Another important part of financial management in a small business involves profit planning. This aspect leans on and impacts a broad range of areas including the setting of financial goals (in terms of sales revenue, gross profit, net profit and return on investment), expense management (cost analyses), pricing strategies and risk assessment.

While covering all these aspects may seem like a daunting task, especially for first-time business owners, effective profit planning is very much a work in progress. Profit planning is an ongoing process that requires periodic review and adjustments to adapt to changing market dynamics and business circumstances.

The same can be said of financial planning on the whole, which is a fluid process rather than a static one. The profit margins you expect today, may be very different to the margins you expect to see just a year down the line.

The important part is to set a foundation based on realistic expectations and a practical assessment of what’s possible and what’s not.
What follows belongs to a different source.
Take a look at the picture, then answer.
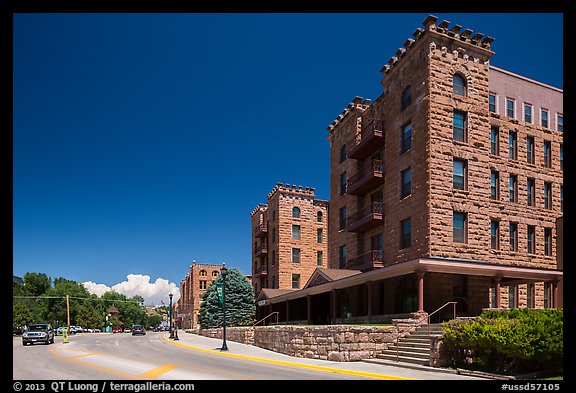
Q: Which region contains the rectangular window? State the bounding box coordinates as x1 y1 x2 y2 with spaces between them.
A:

This will undoubtedly change as the business grows.

A financial plan should also include a component of forecasting, which is the process of predicting future financial performance based on historical data, current trends and anticipated changes in the business environment.

It involves projecting key financial figures, such as sales revenue, expenses, profits, cash flow, and balance sheet items, over a specific period, typically a year or several years ahead.
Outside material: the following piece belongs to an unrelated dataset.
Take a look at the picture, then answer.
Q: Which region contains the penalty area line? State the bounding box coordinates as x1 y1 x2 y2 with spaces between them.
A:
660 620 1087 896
Financial forecasting plays a vital role in helping small business owners make informed decisions, plan for growth, allocate resources effectively, and identify potential challenges or opportunities.
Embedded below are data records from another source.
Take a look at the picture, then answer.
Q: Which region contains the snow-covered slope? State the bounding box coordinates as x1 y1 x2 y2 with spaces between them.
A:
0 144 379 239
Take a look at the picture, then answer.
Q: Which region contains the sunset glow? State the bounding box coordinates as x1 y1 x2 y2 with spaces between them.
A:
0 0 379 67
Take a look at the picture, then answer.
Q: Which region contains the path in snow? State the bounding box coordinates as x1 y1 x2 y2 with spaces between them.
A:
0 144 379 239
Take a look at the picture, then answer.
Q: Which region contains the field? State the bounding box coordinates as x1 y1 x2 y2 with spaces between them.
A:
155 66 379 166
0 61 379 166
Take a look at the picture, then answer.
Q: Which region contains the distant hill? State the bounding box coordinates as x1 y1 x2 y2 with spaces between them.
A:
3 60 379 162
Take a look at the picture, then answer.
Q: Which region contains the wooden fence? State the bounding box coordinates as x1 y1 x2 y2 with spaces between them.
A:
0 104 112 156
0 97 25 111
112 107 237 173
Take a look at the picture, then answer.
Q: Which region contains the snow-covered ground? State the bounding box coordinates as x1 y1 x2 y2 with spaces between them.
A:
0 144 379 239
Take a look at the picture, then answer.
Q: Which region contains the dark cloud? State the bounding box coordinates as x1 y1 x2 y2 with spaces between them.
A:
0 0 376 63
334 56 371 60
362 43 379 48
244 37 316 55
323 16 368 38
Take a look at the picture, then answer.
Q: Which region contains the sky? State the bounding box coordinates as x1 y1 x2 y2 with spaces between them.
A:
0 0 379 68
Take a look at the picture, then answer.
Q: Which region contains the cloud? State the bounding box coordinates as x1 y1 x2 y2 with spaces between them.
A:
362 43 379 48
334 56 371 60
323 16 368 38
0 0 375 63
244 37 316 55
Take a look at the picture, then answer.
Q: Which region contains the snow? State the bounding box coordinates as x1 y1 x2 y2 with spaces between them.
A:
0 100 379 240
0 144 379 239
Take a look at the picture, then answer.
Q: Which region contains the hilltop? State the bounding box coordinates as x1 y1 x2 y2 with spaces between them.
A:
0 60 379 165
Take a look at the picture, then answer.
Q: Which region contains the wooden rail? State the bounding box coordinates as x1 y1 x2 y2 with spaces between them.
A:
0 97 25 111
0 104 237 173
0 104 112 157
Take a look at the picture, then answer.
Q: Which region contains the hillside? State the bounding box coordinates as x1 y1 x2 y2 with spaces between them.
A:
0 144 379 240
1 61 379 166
Master the basics of budgeting

These forecasts and market predictions will provide important insights into how to formulate monthly and yearly budgets, which is a cornerstone of proper financial planning.

Budgets are the mainstay of effective cashflow management and should take into consideration projections on sales and revenue, as well as forecasts on expenses - and include any hidden or seemingly marginal costs that can add up in the end.

Expenses should be looked at in terms of fixed and variable costs, with fixed costs representing expenses that remain constant regardless of the level of production of sales.

In contrast, variable expenses are costs that fluctuate along with the volume of the business’s output or operations.

Following this, it is also important for business owners to evaluate their performance by comparing actual financial results with their budgets. Variances between actual and budgeted figures can highlight areas where the business is excelling or facing challenges, helping to identify areas for improvement.

Many aspects of financial planning require more time and patience than formal expertise or qualifications in areas such as accounting and finance. With the right information and support, business owners can really take control of their financial futures.

It may also be useful to enlist the services of a financial planner, market analyst or adviser to supplement the deep knowledge you have on your business, with an outside and experienced perspective on what may lie ahead. Any resources put into developing a sound financial plan is certainly an investment well-made.